I can't pretend that I didn't feel a little excited as I ditched my uniform and impulsively grabbed a skirt, camisole, and cardigan rather than the jeans and sweater that had been my first intention. I want really trying to impress this guy, but it had kind of felt different from the others who hit on me/Magda, and I kind of didn't want to say he wasn't worth the effort while still not doing enough to make me feel bad about doing this for someone other than my boyfriend (or at least the guy who will be my boyfriend again in a couple of months). I apologized when I returned to the living room - I'd offered him a drink, but he doesn't touch alcohol - and he said it was nothing.
We found a nice place to eat - vegetarian - and chatted. His kids are in college and couldn't wait to get out of the house, so he thought it must be nice to have "Alicia" still around. It didn't take a whole lot of fusing the details to say I appreciated it but it was certainly a different dynamic. He bragged about his kids a lot, got on the subject of traffic and public transportation, and similar stuff. He was a bit surprised at how easily I swiped notifications away and texted someone back on my phone, but left that behind when I mentioned that one was informing me that my mammogram was clear.

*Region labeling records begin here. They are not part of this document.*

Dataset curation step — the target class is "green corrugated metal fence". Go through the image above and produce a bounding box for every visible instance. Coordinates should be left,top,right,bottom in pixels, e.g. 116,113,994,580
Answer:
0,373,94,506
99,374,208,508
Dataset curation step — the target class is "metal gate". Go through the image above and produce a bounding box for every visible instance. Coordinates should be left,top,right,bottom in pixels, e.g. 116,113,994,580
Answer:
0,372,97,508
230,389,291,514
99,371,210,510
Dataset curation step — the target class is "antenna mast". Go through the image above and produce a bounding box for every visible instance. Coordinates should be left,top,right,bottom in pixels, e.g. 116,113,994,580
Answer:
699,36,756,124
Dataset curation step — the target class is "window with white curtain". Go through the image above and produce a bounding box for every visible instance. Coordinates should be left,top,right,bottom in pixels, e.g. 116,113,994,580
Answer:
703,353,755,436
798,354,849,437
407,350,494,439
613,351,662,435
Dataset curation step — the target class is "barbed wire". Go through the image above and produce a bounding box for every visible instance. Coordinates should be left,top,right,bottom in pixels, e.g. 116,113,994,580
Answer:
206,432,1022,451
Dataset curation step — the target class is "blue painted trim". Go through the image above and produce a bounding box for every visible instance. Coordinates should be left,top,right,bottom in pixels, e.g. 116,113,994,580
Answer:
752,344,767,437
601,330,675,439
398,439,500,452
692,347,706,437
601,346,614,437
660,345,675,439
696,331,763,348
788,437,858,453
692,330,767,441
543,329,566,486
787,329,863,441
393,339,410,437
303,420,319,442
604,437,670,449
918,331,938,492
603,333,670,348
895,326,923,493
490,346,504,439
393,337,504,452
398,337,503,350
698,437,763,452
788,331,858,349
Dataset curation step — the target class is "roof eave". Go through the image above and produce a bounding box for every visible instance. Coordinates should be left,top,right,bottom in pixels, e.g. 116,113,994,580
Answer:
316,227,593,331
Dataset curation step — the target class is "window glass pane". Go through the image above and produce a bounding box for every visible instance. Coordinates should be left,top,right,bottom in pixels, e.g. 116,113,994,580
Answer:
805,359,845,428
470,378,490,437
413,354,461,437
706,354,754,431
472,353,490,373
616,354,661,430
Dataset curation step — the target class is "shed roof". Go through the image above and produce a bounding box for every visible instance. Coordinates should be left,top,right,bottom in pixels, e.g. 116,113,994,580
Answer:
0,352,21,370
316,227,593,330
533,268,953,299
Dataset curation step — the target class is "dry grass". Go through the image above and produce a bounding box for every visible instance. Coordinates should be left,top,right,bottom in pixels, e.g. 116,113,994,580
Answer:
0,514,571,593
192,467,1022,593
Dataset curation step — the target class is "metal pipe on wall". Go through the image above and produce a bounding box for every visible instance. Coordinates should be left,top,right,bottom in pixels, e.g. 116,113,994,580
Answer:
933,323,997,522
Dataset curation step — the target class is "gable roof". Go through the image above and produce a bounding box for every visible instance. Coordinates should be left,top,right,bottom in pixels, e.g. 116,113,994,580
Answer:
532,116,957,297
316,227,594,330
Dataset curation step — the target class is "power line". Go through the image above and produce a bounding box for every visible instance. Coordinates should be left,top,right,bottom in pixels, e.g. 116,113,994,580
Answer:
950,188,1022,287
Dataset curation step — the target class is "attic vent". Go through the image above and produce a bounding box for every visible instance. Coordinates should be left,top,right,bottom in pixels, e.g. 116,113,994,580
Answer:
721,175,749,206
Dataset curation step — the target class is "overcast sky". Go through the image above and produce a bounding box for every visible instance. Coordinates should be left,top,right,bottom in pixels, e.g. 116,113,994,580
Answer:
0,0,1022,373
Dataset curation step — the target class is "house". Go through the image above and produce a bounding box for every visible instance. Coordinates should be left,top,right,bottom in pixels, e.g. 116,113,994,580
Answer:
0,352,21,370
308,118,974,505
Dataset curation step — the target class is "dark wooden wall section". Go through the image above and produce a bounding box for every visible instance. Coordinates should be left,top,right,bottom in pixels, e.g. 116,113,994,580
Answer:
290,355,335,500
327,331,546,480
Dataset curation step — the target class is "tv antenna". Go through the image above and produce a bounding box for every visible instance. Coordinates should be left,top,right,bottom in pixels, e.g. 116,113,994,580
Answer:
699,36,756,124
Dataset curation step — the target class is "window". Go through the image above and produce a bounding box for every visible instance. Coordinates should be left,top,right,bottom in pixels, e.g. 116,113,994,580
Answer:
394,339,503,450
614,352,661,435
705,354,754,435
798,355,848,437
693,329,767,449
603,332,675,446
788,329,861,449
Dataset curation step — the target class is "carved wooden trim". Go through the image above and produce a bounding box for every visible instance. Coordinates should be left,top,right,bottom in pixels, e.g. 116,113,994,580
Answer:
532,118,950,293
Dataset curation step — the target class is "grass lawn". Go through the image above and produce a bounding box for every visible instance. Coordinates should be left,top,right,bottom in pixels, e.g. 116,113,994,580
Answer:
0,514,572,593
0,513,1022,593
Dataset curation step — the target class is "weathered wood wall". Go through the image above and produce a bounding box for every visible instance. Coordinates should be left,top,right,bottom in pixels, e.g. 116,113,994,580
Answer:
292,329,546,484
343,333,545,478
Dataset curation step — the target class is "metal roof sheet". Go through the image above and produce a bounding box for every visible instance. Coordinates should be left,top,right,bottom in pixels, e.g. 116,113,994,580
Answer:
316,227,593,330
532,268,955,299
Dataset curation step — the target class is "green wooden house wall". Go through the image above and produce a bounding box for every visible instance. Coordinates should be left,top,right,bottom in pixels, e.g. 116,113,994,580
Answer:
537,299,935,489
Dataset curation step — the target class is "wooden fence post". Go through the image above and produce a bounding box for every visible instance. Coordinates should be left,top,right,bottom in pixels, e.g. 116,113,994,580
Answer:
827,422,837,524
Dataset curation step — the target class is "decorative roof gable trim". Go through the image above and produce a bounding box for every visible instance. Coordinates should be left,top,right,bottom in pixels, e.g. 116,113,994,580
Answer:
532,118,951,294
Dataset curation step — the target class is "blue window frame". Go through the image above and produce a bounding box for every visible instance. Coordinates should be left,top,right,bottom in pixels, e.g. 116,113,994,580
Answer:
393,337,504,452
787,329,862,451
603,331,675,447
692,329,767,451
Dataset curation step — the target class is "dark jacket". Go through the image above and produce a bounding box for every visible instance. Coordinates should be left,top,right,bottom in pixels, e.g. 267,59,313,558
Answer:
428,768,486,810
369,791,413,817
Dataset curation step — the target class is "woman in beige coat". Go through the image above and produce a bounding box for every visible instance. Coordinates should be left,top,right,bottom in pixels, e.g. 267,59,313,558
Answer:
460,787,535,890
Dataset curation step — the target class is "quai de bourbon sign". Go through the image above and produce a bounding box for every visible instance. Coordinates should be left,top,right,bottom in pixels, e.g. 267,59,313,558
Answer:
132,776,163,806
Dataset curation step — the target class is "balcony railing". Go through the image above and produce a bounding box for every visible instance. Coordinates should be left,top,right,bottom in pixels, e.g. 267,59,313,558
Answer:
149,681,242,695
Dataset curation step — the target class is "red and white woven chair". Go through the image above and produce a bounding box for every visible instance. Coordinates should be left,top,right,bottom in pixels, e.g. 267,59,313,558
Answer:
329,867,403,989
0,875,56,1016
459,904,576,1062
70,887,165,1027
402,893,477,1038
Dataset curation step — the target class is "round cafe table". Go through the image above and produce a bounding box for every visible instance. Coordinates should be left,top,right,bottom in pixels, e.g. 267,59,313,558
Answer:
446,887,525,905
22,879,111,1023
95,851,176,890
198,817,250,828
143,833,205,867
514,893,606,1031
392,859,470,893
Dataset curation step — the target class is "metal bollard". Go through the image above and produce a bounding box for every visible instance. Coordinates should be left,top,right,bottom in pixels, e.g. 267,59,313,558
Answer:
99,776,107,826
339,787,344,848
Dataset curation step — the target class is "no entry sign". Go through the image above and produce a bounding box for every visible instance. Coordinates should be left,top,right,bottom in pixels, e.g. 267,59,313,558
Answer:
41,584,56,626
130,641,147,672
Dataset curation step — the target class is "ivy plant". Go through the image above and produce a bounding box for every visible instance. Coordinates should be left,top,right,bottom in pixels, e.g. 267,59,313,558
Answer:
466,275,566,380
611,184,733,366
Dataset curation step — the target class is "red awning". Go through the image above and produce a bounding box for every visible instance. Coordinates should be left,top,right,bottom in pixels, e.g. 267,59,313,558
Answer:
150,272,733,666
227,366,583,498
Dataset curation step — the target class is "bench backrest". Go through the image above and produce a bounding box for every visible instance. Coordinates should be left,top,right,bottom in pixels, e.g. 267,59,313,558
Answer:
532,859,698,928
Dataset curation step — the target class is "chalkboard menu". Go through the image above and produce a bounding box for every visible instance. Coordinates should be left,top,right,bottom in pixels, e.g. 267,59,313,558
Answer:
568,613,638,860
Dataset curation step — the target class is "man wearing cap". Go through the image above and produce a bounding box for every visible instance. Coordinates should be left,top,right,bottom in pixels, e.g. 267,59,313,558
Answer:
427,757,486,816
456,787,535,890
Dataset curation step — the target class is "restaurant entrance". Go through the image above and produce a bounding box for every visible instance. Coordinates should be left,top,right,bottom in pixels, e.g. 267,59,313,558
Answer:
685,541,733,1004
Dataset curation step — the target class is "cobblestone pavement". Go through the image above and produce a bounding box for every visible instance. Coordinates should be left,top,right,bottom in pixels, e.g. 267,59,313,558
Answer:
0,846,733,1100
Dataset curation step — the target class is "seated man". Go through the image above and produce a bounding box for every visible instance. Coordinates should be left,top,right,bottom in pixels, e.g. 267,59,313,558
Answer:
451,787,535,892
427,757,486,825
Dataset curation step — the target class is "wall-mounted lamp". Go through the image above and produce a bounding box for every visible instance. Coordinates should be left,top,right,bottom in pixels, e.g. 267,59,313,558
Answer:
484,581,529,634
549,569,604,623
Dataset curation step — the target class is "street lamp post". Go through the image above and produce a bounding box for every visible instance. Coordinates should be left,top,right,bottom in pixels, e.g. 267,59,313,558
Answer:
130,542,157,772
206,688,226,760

He seemed pretty relieved, and blushed like crazy when I suggested he wanted to get his hands on those breasts and didn't want to accidentally run across any gross cancer.
Mostly, though, it wasn't really sexual; he just seemed to like me. He spent a lot of time listening, which was kind of a new experience. A lot of guys my own real age just seem to have nothing to say to women and ones Harmon's age, when they're not even hornier than younger guys, tend to feel (rightly or wrongly) that they've got more to pass on to you than vice versa, whether they're actually teachers or not. And, I admit, I've always kind of liked that, but having a guy really talk to me like a peer, someone with shared experiences and interests, that was kind of cool too.
We saw a movie afterward, and I've got to admit, as much as I liked this guy's company and respect, it was one of those "women past menopause want romance too" things, and it did kind of remind me that, despite current appearances, we didn't really have that much in common. I let him drive me home, said it was nice making friends with him, and then started browsing Netflix until I feel asleep on the couch. I told myself that I didn't really need to feel lousy about stepping out on Harmon, but by the time I woke up the next morning, I did wonder what "back to normal" is going to be like.